Now, financial jargon aside, why does this suck? In 2008, before the top five banks were bailed out, their total executive compensation was $96 billion dollars (hard to believe as it is, that’s normal). What sucks: In 2010, it was $130 billion. The financial crisis continues and depending on who you ask (myself included) it is getting worse, so if the banks are in as much trouble as they were three years ago, how come their profits are nearly doubled? Because they are not lending money to Americans and they continue to fire their employees by the boat load. Last month Bank of America laid off 30,000 employees. But hey, Ken Lewis, BofA’s CEO made $100 million dollars this year. Him. Just him.

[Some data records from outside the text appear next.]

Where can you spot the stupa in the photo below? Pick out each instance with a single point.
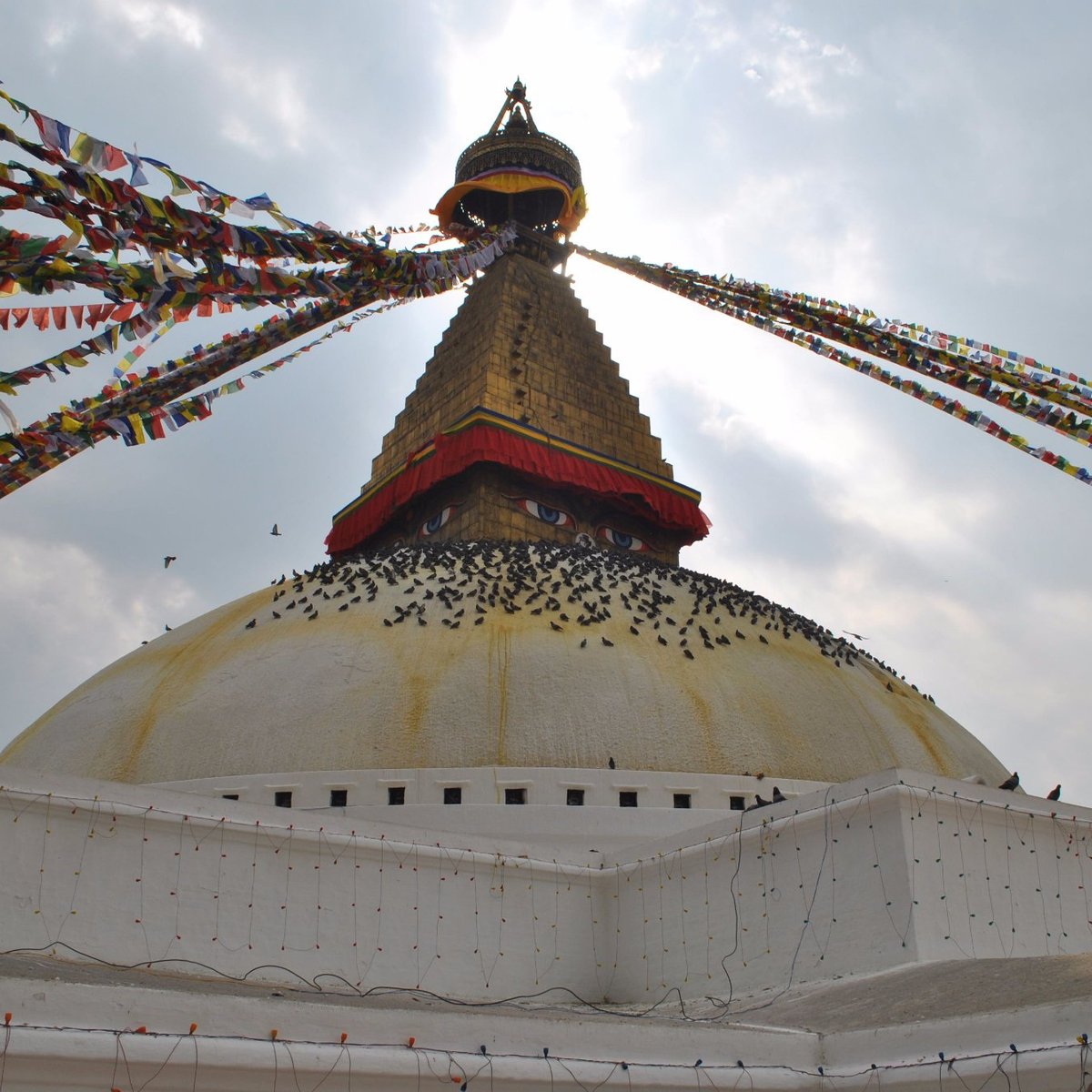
(305, 798)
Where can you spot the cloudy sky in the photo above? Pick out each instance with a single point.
(929, 161)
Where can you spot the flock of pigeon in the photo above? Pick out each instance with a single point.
(458, 583)
(573, 587)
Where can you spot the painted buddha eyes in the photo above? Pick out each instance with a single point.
(430, 527)
(545, 513)
(622, 540)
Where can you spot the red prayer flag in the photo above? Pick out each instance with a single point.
(114, 157)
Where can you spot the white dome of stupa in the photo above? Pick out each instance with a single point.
(467, 654)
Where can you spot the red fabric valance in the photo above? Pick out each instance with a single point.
(451, 453)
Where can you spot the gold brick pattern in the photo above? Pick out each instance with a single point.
(522, 345)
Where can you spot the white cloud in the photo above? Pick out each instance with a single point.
(802, 72)
(146, 19)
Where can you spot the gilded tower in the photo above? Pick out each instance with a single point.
(521, 427)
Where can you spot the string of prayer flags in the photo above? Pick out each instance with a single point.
(1015, 382)
(142, 407)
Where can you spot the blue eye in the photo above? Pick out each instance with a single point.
(545, 513)
(430, 527)
(622, 540)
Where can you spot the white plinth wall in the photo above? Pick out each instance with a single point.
(535, 905)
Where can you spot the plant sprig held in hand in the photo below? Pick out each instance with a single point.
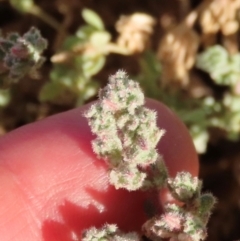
(127, 136)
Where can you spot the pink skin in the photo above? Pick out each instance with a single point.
(52, 187)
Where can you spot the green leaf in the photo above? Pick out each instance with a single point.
(22, 5)
(93, 65)
(100, 39)
(92, 19)
(50, 91)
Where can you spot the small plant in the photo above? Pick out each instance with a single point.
(20, 56)
(127, 136)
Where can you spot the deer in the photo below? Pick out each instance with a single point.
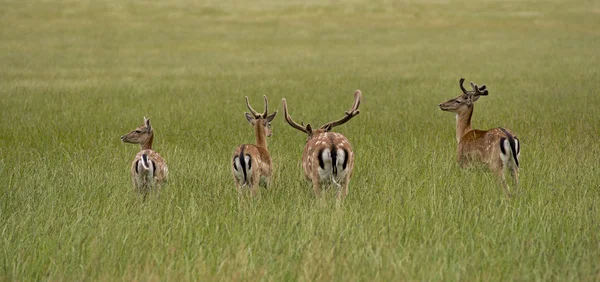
(498, 148)
(328, 157)
(251, 164)
(148, 170)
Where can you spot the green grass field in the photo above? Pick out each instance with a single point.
(76, 75)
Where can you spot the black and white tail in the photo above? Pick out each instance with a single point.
(510, 148)
(144, 164)
(242, 165)
(332, 163)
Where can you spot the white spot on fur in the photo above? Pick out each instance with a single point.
(326, 173)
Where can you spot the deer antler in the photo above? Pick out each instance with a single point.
(292, 122)
(266, 106)
(252, 111)
(481, 90)
(256, 114)
(461, 86)
(349, 114)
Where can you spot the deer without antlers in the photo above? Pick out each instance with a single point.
(327, 157)
(252, 163)
(148, 170)
(498, 148)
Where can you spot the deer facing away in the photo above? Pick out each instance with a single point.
(327, 157)
(498, 148)
(251, 164)
(148, 170)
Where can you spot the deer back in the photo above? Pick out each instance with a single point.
(161, 173)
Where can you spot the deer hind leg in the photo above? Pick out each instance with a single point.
(499, 171)
(254, 184)
(343, 192)
(316, 186)
(514, 172)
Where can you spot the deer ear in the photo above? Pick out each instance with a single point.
(250, 118)
(272, 116)
(147, 123)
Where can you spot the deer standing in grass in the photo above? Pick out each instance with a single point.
(498, 148)
(148, 170)
(251, 164)
(327, 157)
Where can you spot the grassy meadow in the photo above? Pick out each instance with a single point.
(76, 75)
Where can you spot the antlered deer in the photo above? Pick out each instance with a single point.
(148, 170)
(327, 157)
(498, 148)
(252, 163)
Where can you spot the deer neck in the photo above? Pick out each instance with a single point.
(463, 123)
(261, 139)
(147, 145)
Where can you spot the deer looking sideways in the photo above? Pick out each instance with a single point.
(148, 170)
(252, 163)
(327, 157)
(499, 148)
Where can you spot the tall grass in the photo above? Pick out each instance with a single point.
(76, 75)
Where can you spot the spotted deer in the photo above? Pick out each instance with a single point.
(498, 148)
(148, 170)
(251, 164)
(327, 157)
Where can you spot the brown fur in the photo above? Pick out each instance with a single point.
(478, 146)
(144, 136)
(322, 139)
(260, 158)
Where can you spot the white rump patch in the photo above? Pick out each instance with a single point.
(327, 170)
(505, 156)
(144, 173)
(326, 173)
(239, 173)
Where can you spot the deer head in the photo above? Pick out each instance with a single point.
(328, 126)
(465, 100)
(141, 135)
(263, 119)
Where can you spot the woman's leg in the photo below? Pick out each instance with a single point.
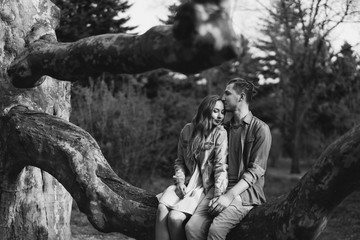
(161, 227)
(176, 225)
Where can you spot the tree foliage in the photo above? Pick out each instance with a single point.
(298, 53)
(83, 18)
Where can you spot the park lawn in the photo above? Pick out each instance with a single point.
(344, 223)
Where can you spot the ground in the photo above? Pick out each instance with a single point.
(344, 223)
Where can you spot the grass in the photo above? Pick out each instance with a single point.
(344, 223)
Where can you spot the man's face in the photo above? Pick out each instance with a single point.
(218, 113)
(231, 98)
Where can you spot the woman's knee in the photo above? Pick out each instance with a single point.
(162, 208)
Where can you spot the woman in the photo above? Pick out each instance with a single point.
(199, 167)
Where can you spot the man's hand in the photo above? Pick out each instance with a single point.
(180, 190)
(217, 205)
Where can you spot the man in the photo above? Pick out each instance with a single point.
(249, 146)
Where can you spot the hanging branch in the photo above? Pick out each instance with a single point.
(201, 37)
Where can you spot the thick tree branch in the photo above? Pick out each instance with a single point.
(73, 157)
(202, 37)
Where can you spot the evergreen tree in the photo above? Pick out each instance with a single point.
(83, 18)
(298, 53)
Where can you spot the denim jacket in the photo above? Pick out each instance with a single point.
(212, 159)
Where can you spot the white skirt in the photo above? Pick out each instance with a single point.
(193, 195)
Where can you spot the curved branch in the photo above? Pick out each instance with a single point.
(202, 37)
(73, 157)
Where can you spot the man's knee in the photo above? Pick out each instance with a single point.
(176, 218)
(216, 232)
(162, 208)
(191, 226)
(196, 228)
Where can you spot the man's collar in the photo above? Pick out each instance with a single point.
(246, 119)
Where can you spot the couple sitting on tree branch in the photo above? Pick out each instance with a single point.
(219, 170)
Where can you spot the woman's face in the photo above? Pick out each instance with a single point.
(218, 113)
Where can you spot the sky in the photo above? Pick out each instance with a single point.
(245, 15)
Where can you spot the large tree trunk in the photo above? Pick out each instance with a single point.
(33, 204)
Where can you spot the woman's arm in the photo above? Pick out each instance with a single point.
(220, 166)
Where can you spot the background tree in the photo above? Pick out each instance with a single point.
(298, 53)
(83, 18)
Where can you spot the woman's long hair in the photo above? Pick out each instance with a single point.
(202, 126)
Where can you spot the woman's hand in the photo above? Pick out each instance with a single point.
(180, 190)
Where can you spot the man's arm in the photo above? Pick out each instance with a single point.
(256, 169)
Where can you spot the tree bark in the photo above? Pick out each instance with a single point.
(202, 37)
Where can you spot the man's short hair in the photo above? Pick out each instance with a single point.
(242, 85)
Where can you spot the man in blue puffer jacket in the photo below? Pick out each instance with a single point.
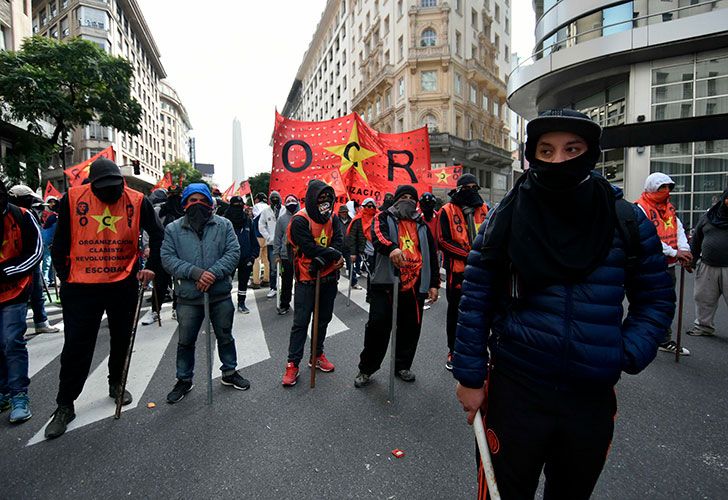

There has always been economic disparity between the top 1% of the American population and the rest of us, but now, during a time of bleak financial crisis, and after the banks that caused it received billions of dollars to fix their mistakes, the gap is bigger than ever before and it is the leaders of these institutions that tell us straight-faced that it is our problem and maybe we’re just not working hard enough, and this is why so many Americans are flocking to their states capitals and financial districts to let them know that they are not okay with this any longer and that they will no longer accept it. I encourage you all, as always, to check my facts, but I think it goes without saying that this movement is more than slightly different than the organization of the Nazi Party.
WHAT: Occupy Santa Fe
WHERE: Roundhouse Capital Building – Downtown Santa Fe
TIME: 9am
WHY: Because the Über -rich and phasing out the rest of us so they can buy a yacht and a fourth home.